Au total, ce sont quatre projets de recherche qui ont dû être repoussés d’un an en raison de la COVID-19 au CÉROM et à l’IRDA. Photo : IRDA
Au total, ce sont quatre projets de recherche qui ont dû être repoussés d’un an en raison de la COVID-19 au CÉROM et à l’IRDA. Photo : IRDA

Pour leur part, les Producteurs de grains du Québec ont gardé l’œil ouvert concernant les difficultés liées à la mise en marché et à l’achat d’intrants. Somme toute, peu de problèmes ont été recensés. D’autre part, l’organisation a suggéré à ses membres de démontrer de l’ouverture face à la livraison plus hâtive des intrants.

Sur le terrain, Stéphane Beaucage a été témoin de ce changement. « On a senti beaucoup plus d’ouverture de leur part à recevoir la marchandise à l’avance, acquiesce le patron d’Agro-100 qui croit que cette habitude pourrait perdurer dans le temps. Ça nous a aidés à désengorger et à nous enlever du stress. Au printemps rappelle-t-il, on vivait avec la crainte que la COVID-19 débarque chez nous, qu’elle nous prive de personnel et ultimement, d’être obligé de fermer l’usine. » Agro-100 a même noué des alliances stratégiques avec d’autres joueurs de l’industrie afin de s’assurer que l’approvisionnement chez les producteurs ne soit pas en danger au cas où des sites de production viennent à fermer.

Impact dans les projets de recherche

Dans le milieu de la recherche, la COVID-19 a aussi eu des impacts non négligeables. Le Centre de recherche sur les grains (CÉROM) a dû reporter de douze mois trois projets d’étude : un sur la protection du blé de printemps, un second sur l’amélioration génétique du soya et un dernier sur l’utilisation des boues municipales comme engrais dans les champs. « Les reports ont été causés parce que certains de nos partenaires comme Agriculture et Agroalimentaire Canada ont cessé leurs activités plus longtemps que nous et à leur réouverture, il était trop tard pour démarrer les projets », explique Gabriela Martinez, directrice générale du CÉROM.

À l’Institut de recherche et développement en agroenvironnement (IRDA), ce sont 28 projets qui ont été impactés, mais seulement un a dû être carrément repoussé à 2021. « Je dirais que sur 150 projets de recherche, environ 20 % ont été touchés, mais seulement un seul qui concerne la filière du grain et c’est mineur comme retard », relate Éric Dion, directeur du développement des affaires et des communications à l’IRDA au moment de l’entrevue.

Au CÉROM, le mot d’ordre lancé par la directrice Gabriela Martinez a été d’utiliser les deux semaines à la mi-mars où tout le monde était en télétravail pour compléter la paperasse afin que lorsque le feu vert serait donné, les équipes puissent se rendre directement au champ.

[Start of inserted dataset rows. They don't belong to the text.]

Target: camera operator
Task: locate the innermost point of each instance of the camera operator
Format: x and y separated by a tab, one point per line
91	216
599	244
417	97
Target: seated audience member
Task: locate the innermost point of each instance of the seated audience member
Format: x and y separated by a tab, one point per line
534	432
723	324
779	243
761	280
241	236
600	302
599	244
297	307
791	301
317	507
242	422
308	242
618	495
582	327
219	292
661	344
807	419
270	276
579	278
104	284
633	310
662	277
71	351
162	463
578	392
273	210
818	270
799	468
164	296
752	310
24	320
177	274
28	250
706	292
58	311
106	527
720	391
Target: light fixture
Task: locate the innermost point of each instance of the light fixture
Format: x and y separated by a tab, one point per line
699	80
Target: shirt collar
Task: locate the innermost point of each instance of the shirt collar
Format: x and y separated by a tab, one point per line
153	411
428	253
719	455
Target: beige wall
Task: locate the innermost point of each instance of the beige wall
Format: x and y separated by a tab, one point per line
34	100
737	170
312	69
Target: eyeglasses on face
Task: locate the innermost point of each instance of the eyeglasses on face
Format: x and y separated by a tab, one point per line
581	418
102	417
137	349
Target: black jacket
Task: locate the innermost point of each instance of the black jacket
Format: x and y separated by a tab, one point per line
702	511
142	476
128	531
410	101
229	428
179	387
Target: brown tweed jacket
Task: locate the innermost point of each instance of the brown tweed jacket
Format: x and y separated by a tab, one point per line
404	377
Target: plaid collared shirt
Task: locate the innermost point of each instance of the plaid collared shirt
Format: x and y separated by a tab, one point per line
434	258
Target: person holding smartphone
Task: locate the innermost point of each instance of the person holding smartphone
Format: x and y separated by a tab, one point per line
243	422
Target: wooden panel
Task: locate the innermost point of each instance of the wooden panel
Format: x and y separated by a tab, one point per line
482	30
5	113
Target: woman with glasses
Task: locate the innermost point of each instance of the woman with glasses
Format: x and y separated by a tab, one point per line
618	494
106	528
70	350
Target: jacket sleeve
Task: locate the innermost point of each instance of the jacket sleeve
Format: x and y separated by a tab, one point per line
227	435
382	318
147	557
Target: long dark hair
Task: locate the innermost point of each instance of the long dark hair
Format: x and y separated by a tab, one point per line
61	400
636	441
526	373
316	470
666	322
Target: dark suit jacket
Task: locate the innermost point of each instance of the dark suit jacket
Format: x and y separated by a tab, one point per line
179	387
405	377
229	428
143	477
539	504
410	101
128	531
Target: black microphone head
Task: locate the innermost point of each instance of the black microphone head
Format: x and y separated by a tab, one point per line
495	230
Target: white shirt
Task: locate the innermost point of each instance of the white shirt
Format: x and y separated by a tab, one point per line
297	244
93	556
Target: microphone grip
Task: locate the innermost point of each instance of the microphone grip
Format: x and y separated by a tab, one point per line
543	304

Sur le terrain, deux membres par équipe maximum étaient dépêchés avec des trousses comportant tout le matériel de protection nécessaire.

« Comme tout le monde, on s’est parfois arraché les cheveux avec la COVID-19, rapporte Éric Dion. Mais en même temps, on s’est découvert des capacités de fonctionnement et de résilience. On a aussi amorcé des projets dans de nouveaux créneaux et avec des partenaires avec lesquels nous étions moins associés. Somme toute, on a vu des choses positives là-dedans. »

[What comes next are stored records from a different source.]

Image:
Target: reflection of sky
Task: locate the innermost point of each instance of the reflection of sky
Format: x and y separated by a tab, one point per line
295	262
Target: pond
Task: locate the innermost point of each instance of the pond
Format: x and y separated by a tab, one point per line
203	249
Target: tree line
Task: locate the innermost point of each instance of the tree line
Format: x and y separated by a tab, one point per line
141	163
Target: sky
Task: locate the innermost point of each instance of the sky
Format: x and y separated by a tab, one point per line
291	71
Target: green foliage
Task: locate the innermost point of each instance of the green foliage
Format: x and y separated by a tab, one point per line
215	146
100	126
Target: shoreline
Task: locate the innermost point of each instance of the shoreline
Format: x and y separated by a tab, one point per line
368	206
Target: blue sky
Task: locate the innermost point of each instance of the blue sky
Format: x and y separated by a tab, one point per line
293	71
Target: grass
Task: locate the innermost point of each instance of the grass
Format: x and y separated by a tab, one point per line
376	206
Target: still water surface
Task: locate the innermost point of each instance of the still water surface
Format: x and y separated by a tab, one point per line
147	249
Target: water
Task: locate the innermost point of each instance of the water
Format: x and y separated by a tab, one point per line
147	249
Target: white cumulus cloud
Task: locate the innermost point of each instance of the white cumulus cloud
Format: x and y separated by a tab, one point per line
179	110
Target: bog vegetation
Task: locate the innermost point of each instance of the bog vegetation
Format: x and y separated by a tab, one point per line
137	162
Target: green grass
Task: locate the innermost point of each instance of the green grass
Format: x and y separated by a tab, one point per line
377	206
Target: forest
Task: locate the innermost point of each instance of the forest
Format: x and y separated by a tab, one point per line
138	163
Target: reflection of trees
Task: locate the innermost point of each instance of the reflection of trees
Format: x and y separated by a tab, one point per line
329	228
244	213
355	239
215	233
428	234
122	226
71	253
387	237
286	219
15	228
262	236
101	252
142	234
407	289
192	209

C’est aussi le bilan qu’en retire Sébastien Lacroix. « Il y a eu un super beau travail de collaboration et d’arrimage entre les différents maillons de l’industrie du grain. On s’était dit dès le départ que ce n’était pas le temps de faire une guerre commerciale, que c’était important d’avoir une récolte de qualité à l’automne. Tout le monde a été proactif et quant au manque de pluie cet été, ça, c’était hors de notre contrôle », termine le directeur général de l’APNC.

Bernard Lepage, collaboration spéciale


Cet article a été publié dans l’édition GRAINS de septembre 2020.